UI> PERHAPS IT MIGHT END UP LIKE THAT IF YOU TAKE IT TOO FAR, BUT I THINK THAT BY DISRESPECTING YOURSELF, YOU ALSO DISRESPECT THE PATH YOU’VE WALKED UNTIL NOW, THE HOURS YOU’VE SPENT, THE PEOPLE YOU’VE KNOWN. I’M SURE YOU ALSO HAVE INSIDE YOU, ARITA, A FLAME THAT CANNOT BE PUT OUT NO MATTER HOW MUCH WATER IS POURED ON IT, NO MATTER HOW THE WIND BLOWS IT.
The girl gently reached out with her right hand and placed it neatly in the center of Haruyuki’s chest, directly above his heart.
UI> THAT FLAME USES YOUR PAST EXPERIENCES AND MEMORIES AS FUEL—AND EVEN YOUR SINS AND MISTAKES. IF YOU PROBE INTO A PERSON’S MIND, THE FIRING OF A NEURON—THAT FLAME, BOTH INSTANTANEOUS AND ETERNAL, IS THE ESSENCE OF LIFE. I BELIEVE THAT CAREFULLY CONTINUING TO BURN THIS FLAME WHILE REMEMBERING TO RESPECT YOURSELF AND OTHERS WILL ILLUMINATE THE PATH YOU ARE TO TAKE.

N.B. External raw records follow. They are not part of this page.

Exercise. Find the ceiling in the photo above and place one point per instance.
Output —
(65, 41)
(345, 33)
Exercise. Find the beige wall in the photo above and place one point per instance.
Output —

Utai Shinomiya didn’t even look at the long, difficult text or her holokeyboard as she typed with her left hand. The whole time, the crimson sparks of her eyes were focused on Haruyuki. From her small palm still pressed against his chest, Haruyuki felt like some kind of energy—perhaps even a real flame—was being generated and poured
into his heart.
“My flame…The path I should walk down…” The heat in his veins raced around his body and finally collected in his back, between his shoulder blades.
The real-world Haruyuki, of course, did not have wings. On the contrary. He was round and short, and he was so lacking in any real physical abilities that he collapsed if he tried even the slightest bit in gym class.
But he could move forward. He could keep a modest flame burning in his heart to light his way, and he could put one foot in front of the other. Instead of running hard and looking backward—look forward. Move forward. It was all a matter of imagination. If he had the image of moving his feet forward in the real world, those steps would be doubled and increase tenfold in the Accelerated World.
“My image…my will,” he murmured before he took a deep breath and changed tones completely. In a clear voice he offered, “Thanks, Shinomiya. I feel like I can find the answer to something I’ve been wrestling with for a while now.”
Utai took her hand off his chest, and a rare, clear smile spread across her lips, allowing teeth like pearls to peek out.
Leaving the animal hutch, they washed their hands at the tap and then signed the club log file to indicate that the work was complete. After that, they submitted it to the in-school net.
It was four fifteen PM. The meeting at Nega Nebulus’s temporary headquarters aka Haruyuki’s house was at six PM, so even taking into consideration the time it would take for them to get there, they had a little time to spare.
Maybe I’ll go to the student council office with Shinomiya today and chat with Kuroyukihime and wait for Taku and Chiyu to finish practice. This thought rolling through his head, Haruyuki went to pick up his school bag sitting beside the sink.
Suddenly, Utai’s entire body stiffened and froze in the middle of drying her hands with a handkerchief next to him. And then Haruyuki felt the presence of something creeping up behind him.
Bloodlust…!
He started to whirl around, but before he could, two arms stretched out around the shoulders of Utai and caught her firmly. At the same time, a cheerful voice sang, “I got you, Uiuiiiiiiii!”